The Fiscal Responsibility Amendment Bill was passed in the Upper House of Parliament, coming into effect in January 2016.
This bill is one of a suite of bills, which include the Public Debt Management Bill and the Public Finance Management Bill, both of which aim at bringing fiscal stability to the government’s financial affairs.
Leader of Government Business, Senator Simon Stiell, said the government’s intention is to strengthen the monitoring and oversight functions, to ensure that the government and the Ministry of Finance lock in the gains of the Structural Adjustment Programme.
A Fiscal Responsibility Oversight Committee will overlook the Ministry of Finance.

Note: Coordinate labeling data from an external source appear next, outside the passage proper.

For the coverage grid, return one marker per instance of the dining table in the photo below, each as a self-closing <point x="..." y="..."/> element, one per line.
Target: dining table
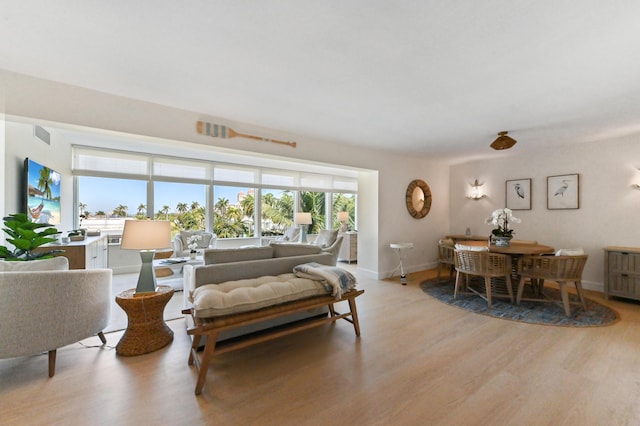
<point x="515" y="250"/>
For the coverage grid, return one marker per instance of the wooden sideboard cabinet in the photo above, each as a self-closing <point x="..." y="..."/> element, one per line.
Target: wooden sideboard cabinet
<point x="349" y="248"/>
<point x="622" y="272"/>
<point x="91" y="253"/>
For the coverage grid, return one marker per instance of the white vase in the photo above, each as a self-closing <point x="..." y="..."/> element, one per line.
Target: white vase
<point x="502" y="241"/>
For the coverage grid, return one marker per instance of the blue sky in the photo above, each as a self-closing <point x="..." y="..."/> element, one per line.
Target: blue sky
<point x="106" y="194"/>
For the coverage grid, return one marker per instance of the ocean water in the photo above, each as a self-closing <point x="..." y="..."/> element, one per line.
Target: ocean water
<point x="50" y="212"/>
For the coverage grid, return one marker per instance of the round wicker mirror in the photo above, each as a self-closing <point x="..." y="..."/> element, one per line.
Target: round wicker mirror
<point x="418" y="198"/>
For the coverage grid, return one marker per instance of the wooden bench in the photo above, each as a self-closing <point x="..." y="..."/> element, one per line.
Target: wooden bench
<point x="211" y="327"/>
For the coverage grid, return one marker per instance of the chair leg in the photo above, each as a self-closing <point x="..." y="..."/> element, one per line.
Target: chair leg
<point x="455" y="289"/>
<point x="565" y="298"/>
<point x="509" y="288"/>
<point x="487" y="284"/>
<point x="581" y="294"/>
<point x="52" y="362"/>
<point x="520" y="290"/>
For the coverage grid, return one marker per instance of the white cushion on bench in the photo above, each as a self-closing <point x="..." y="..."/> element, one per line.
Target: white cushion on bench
<point x="233" y="297"/>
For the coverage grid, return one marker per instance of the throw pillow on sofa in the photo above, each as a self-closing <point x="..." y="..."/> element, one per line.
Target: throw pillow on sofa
<point x="289" y="249"/>
<point x="58" y="263"/>
<point x="326" y="237"/>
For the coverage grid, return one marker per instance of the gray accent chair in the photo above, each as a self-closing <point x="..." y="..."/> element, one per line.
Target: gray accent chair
<point x="45" y="306"/>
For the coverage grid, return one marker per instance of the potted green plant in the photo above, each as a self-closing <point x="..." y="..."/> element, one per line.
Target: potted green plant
<point x="26" y="236"/>
<point x="501" y="218"/>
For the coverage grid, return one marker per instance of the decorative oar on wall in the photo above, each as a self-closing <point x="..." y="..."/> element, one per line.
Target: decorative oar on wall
<point x="224" y="132"/>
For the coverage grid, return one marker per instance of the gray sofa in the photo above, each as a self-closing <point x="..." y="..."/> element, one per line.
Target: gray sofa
<point x="45" y="306"/>
<point x="221" y="265"/>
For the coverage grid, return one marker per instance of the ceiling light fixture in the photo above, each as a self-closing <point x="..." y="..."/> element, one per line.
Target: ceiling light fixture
<point x="503" y="141"/>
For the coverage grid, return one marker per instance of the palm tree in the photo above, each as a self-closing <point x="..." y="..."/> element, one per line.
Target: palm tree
<point x="221" y="206"/>
<point x="181" y="207"/>
<point x="45" y="182"/>
<point x="248" y="205"/>
<point x="314" y="203"/>
<point x="165" y="211"/>
<point x="120" y="211"/>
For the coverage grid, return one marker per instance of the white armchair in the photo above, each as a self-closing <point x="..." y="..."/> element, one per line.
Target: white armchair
<point x="45" y="306"/>
<point x="180" y="242"/>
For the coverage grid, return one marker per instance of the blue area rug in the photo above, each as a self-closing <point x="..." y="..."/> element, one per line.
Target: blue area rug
<point x="549" y="313"/>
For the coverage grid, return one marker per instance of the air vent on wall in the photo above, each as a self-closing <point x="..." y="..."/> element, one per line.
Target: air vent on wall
<point x="42" y="134"/>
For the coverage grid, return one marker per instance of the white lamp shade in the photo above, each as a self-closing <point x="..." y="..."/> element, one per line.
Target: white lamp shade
<point x="146" y="235"/>
<point x="302" y="219"/>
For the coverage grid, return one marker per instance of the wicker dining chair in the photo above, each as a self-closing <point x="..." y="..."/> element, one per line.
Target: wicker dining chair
<point x="495" y="268"/>
<point x="560" y="269"/>
<point x="446" y="257"/>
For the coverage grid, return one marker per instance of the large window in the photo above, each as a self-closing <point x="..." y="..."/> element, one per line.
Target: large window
<point x="233" y="211"/>
<point x="344" y="203"/>
<point x="314" y="203"/>
<point x="107" y="202"/>
<point x="277" y="211"/>
<point x="184" y="204"/>
<point x="231" y="200"/>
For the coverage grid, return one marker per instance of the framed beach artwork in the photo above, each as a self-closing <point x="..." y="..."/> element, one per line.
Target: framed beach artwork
<point x="42" y="193"/>
<point x="518" y="194"/>
<point x="563" y="192"/>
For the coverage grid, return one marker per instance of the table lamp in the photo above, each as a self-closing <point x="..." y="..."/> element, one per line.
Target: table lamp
<point x="146" y="236"/>
<point x="303" y="219"/>
<point x="343" y="218"/>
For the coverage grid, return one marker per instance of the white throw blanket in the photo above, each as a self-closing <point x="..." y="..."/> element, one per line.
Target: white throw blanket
<point x="337" y="280"/>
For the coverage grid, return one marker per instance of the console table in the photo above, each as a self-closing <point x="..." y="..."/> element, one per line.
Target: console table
<point x="622" y="272"/>
<point x="90" y="253"/>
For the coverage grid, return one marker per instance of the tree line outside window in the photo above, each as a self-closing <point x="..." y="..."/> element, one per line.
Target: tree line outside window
<point x="234" y="212"/>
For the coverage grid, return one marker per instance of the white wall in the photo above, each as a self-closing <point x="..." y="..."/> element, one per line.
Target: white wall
<point x="609" y="205"/>
<point x="21" y="143"/>
<point x="382" y="216"/>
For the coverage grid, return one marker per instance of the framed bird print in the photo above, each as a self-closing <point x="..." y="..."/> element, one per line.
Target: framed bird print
<point x="563" y="192"/>
<point x="518" y="194"/>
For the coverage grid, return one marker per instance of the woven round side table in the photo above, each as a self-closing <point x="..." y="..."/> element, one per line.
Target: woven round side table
<point x="146" y="330"/>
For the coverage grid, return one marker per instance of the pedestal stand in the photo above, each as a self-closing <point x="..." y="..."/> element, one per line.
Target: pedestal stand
<point x="401" y="250"/>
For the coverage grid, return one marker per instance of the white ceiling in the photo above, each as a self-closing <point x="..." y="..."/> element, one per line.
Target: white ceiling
<point x="426" y="77"/>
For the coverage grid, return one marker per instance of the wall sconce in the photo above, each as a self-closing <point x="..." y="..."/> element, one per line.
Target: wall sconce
<point x="476" y="191"/>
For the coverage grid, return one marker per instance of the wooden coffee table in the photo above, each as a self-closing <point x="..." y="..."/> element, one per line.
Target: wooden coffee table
<point x="146" y="330"/>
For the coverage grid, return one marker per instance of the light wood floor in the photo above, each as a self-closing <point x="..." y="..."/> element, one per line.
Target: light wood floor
<point x="417" y="362"/>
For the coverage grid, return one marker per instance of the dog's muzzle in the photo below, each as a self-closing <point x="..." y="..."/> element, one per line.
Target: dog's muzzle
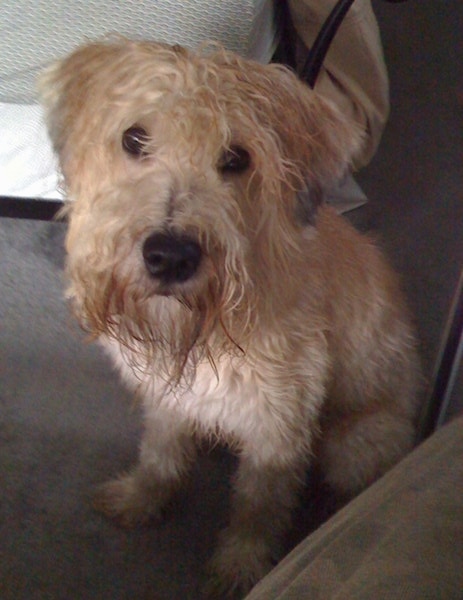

“What is sought is a creation for the strengthening of the oversight committee, that provision is made for in the principal act, for providing greater robustness to it — expanding that committee, expanding the capacity and the realms of that committee — to ensure that it is able to provide that necessary oversight and monitoring,” Stiell said.
Supporting the Fiscal Responsibility Amendment Bill, private sector representative, Senator Chris De Allie said, from a private sector point of view, it is a good formula for accountability.
“Oversight is important, from the point of view that we need to ensure that our politicians — which ever government is in power — stays within the confines of the legislation and that they do what we are supposed to do. The mover of the bill indicated that we can’t lose the gains that we made, after going through a structural adjustment programme and our history is so rich in that happening before and we introduce legislations, so that we could control that. The oversight committee, of course, is to ensure that those gains and the rules that we put are obeyed and set and are followed,” he said.